Mr. Braddock swept his hat off and ran his fingers through his dark hair. “Sometime after June last year, right?”

“You knew her?”

He nodded slowly. “A fella I was huntin’ up that way caught me by surprise. Shot me in the leg with an arrow. Wasn’t long, and I was in a bad way. Mrs. Varden found me and took me back to her place. She, her man, and their twin girls nursed me back from the brink. Let me stay on till I was healed up. June last year.” He shook his head. “Those poor girls.”

What could she say? Every one of these murders was heartbreaking—and it must be especially hard recognizing that his association with each one had possibly cost them their lives.

“We’ll find out who did this, Mr. Braddock, and they’ll pay for every life.”

He clamped his eyes shut. “That don’t bring back little people’s mamas …”

“No, it doesn’t.”

“Who else?”

“The three from Cambria Springs. Mary Redmond. Sweet Serafina, and now Hattie, all this year.”

“And I had some contact with all of ’em.” He huffed a breath. “Makes me look guilty as sin.”

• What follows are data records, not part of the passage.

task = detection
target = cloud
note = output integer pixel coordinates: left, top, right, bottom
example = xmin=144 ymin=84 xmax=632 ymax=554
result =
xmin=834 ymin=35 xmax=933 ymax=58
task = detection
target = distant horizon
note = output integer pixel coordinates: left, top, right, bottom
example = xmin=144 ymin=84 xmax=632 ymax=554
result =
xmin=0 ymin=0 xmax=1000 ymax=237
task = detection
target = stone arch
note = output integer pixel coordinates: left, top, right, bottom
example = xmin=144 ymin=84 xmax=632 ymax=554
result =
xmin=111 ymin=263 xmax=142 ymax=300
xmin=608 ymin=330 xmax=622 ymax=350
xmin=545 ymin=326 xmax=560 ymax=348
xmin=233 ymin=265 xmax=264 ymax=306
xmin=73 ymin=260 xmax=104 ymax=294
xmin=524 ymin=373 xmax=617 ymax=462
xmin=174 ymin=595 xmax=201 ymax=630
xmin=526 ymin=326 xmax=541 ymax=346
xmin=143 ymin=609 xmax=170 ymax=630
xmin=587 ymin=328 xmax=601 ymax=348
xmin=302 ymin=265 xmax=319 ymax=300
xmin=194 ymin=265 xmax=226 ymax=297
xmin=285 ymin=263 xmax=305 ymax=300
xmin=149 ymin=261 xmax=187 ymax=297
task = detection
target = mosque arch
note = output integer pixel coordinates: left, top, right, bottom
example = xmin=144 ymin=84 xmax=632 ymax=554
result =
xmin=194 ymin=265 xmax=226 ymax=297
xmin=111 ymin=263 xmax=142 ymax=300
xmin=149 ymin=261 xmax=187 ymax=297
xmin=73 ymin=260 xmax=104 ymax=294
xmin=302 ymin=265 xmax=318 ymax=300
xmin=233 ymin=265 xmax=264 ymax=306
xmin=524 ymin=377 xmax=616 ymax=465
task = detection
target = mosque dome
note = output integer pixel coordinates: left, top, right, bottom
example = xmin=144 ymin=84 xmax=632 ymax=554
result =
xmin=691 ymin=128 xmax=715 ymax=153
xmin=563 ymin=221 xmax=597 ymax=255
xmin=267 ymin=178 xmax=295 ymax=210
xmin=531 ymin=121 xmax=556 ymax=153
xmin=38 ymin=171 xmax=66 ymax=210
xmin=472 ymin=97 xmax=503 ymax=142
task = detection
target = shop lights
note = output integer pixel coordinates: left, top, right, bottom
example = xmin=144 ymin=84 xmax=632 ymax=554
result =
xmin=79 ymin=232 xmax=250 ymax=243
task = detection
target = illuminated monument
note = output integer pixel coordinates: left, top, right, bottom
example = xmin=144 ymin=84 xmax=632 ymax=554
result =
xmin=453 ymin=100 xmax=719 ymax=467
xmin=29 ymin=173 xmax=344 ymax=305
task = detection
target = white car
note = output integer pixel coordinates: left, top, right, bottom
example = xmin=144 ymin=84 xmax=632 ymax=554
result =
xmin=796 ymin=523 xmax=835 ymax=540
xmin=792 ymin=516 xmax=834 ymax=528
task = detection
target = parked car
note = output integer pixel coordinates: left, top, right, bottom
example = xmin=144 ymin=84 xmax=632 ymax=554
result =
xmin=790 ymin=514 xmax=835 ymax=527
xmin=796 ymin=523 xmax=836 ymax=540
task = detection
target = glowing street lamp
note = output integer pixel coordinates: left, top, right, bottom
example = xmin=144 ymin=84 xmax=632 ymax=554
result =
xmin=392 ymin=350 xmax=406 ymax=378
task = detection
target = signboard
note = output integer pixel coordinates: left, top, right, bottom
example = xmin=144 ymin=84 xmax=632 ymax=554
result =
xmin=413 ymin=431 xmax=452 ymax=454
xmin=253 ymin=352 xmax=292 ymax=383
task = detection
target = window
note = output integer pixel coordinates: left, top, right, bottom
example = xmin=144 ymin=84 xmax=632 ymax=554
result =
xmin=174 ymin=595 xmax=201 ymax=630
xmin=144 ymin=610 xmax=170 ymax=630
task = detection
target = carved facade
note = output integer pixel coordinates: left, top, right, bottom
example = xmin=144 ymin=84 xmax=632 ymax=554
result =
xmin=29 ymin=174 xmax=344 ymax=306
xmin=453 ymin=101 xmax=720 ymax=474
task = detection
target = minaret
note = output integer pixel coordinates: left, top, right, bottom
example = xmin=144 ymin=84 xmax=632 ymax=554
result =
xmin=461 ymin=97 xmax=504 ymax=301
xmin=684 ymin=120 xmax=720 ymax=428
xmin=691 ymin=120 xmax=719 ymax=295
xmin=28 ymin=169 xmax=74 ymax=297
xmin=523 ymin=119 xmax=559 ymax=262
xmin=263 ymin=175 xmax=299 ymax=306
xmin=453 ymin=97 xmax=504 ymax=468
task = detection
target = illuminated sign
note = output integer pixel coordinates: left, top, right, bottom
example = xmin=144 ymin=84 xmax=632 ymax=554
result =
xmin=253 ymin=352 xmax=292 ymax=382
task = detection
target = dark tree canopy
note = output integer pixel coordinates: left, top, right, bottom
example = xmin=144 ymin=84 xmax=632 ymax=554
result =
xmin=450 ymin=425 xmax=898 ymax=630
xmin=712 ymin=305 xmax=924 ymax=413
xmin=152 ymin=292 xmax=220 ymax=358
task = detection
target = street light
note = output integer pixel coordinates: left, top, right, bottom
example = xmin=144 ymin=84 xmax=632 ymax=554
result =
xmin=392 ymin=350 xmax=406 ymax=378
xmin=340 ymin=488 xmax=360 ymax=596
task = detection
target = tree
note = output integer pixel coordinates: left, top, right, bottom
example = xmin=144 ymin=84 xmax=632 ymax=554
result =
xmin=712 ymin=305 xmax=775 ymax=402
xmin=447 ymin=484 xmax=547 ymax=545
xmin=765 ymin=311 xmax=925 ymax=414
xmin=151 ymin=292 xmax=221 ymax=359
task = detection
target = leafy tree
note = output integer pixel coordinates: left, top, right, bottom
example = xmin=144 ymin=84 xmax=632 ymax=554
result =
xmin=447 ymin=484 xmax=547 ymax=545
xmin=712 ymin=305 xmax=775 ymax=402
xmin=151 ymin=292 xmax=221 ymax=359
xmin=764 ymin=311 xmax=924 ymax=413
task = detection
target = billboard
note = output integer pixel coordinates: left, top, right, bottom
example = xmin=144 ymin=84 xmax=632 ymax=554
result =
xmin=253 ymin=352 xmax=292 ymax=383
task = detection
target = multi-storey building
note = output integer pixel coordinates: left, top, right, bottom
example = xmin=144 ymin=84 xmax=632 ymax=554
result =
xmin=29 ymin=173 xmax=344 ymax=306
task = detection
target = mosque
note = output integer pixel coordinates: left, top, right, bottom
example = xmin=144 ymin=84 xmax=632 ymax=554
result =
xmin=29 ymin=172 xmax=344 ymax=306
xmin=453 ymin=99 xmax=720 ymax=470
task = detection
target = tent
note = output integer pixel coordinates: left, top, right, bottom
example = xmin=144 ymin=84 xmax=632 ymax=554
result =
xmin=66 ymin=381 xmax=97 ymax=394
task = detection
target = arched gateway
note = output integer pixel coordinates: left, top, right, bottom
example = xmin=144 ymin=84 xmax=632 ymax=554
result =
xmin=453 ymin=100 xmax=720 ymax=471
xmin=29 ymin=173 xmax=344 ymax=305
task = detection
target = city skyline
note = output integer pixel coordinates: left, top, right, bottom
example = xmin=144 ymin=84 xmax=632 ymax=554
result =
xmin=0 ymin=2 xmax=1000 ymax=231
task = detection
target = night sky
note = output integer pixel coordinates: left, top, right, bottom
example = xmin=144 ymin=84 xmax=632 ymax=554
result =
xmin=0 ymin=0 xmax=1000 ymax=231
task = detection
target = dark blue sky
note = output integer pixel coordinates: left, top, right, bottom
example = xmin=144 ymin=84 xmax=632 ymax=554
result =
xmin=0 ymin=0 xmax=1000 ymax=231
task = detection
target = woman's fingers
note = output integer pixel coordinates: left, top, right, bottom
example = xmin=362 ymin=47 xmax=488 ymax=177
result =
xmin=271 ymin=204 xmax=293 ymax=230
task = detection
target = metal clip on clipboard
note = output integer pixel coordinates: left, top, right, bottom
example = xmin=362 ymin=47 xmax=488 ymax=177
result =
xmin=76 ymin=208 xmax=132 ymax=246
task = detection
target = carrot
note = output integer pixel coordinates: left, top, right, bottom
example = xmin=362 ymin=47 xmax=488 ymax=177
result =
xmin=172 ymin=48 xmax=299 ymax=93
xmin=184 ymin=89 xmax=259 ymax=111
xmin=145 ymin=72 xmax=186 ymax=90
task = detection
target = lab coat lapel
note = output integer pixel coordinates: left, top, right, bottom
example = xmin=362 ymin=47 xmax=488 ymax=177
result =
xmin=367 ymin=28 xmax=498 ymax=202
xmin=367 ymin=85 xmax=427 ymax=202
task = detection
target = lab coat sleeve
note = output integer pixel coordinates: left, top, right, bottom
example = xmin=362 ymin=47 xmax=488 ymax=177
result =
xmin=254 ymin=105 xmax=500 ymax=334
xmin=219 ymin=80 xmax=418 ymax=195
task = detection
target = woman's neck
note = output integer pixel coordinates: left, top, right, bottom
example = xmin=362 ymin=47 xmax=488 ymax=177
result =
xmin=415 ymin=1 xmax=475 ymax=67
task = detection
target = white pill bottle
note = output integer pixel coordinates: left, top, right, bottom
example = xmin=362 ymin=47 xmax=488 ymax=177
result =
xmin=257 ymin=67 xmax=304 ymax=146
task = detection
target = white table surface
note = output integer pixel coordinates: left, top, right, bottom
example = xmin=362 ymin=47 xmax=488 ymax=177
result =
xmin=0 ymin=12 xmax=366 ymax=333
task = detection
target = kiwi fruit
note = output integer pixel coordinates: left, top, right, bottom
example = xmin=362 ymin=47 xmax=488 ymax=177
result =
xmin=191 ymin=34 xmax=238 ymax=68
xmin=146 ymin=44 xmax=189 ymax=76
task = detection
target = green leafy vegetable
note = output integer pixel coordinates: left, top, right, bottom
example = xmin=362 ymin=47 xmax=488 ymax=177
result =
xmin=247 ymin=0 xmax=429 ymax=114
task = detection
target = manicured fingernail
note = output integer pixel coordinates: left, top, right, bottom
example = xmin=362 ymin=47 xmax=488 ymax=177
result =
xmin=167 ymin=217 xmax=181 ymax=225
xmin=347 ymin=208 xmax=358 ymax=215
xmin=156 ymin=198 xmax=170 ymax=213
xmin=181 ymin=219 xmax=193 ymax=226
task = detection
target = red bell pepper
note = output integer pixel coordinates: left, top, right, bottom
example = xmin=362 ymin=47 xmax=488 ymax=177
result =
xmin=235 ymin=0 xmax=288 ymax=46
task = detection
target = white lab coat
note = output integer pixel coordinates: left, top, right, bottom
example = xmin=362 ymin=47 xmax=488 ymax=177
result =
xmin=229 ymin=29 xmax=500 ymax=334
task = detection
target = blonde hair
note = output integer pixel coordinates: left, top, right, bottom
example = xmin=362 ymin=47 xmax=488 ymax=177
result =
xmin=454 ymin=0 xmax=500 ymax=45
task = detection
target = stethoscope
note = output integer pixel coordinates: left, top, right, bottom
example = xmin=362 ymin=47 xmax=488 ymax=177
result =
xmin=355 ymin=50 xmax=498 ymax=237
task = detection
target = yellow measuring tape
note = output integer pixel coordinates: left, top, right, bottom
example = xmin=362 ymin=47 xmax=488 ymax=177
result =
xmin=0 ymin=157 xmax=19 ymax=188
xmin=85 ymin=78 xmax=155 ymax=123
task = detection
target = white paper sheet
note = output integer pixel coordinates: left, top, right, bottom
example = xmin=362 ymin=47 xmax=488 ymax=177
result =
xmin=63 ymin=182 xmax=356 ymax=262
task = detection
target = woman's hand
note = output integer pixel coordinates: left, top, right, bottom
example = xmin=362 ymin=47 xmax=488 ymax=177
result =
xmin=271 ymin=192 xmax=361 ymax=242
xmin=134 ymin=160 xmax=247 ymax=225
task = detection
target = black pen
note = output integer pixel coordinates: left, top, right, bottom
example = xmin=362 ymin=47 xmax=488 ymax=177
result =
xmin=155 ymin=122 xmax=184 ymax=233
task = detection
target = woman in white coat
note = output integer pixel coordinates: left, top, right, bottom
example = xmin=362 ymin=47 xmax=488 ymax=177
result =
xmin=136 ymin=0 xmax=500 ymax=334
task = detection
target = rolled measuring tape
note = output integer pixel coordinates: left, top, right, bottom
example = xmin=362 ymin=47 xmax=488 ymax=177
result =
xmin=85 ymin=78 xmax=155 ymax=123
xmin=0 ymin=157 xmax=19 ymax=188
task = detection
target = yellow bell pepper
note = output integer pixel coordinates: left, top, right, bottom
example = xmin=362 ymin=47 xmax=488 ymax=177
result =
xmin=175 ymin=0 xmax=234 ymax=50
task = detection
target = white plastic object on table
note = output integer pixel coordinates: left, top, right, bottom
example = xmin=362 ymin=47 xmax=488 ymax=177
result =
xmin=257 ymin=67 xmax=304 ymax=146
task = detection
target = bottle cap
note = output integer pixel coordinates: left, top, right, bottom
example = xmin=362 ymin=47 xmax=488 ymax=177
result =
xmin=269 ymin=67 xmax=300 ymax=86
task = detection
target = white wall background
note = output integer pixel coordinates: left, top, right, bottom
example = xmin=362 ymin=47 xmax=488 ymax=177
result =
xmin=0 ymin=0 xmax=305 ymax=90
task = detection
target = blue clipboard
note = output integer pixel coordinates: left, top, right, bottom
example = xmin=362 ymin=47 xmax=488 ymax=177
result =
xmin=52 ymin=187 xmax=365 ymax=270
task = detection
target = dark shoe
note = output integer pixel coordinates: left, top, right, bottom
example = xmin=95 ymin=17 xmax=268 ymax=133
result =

“Therein lies the problem. Everything points to you. Since I met you, you’ve been careful. You didn’t leave the rope you used to overcome the cell door. I know you didn’t intend to keep me with you, but you didn’t leave me in town to point the way to you. Now that the ground is drying out, you’ve been meticulous about covering our tracks. You made sure I knew to look for dry wood. Yet whoever killed these women has tried to point to you.”

“Not sure I’m followin’.”

“For instance, I overheard your sister say something about a distinctive boot track at the most recent murder—and from the scene of Hattie’s disappearance. Yet you’re wearing moccasins.”

“I always wear moccasins when I’m on someone’s trail. They’re quieter, more comfortable. They don’t leave tracks.”

“Which proves my point. Someone is setting you up. Who, from your past, has enough against you to go to such trouble?”

“Ellwood Garvin comes to mind. He’s hateful enough.”

“That’s the man who adopted you.”

Mr. Braddock nodded. “He’s accused me of stealin’ from him … among other things.”

Lu scribbled in her book. “Who else?”

He turned the meat again. “Like I told my sister, I’m a bounty hunter. Folks hate my guts for puttin’ ’em in jail—or getting their kin’s neck stretched.”

“You’ve been a bounty hunter for more than five years?”

“Me and Seth collected my first bounty back …” He scowled. “Not long after we escaped Garvin’s place. Before I was a full-growed man.”

“All right. You’ve been at this long enough. Do you recall the men you’ve caught over the years?”

“Some, yeah. Not all.”

Her hopes faltered, though his brown eyes suddenly lit.

“I keep the posters on the ones I’m lookin’ for in my saddlebags. And after capturin’ ’em, when I get back this way, I drop ’em at Seth and Lena’s place. Seth promised he won’t get rid of none of ’em.”

“And where does Seth live?”

“Up the mountain. We’d have to ride past Cambria Springs, and we might run smack into a posse if we do.”

“Mr. Braddock, we need those posters.”

“You best rest up, then, ’cause this ride ain’t gonna be easy.”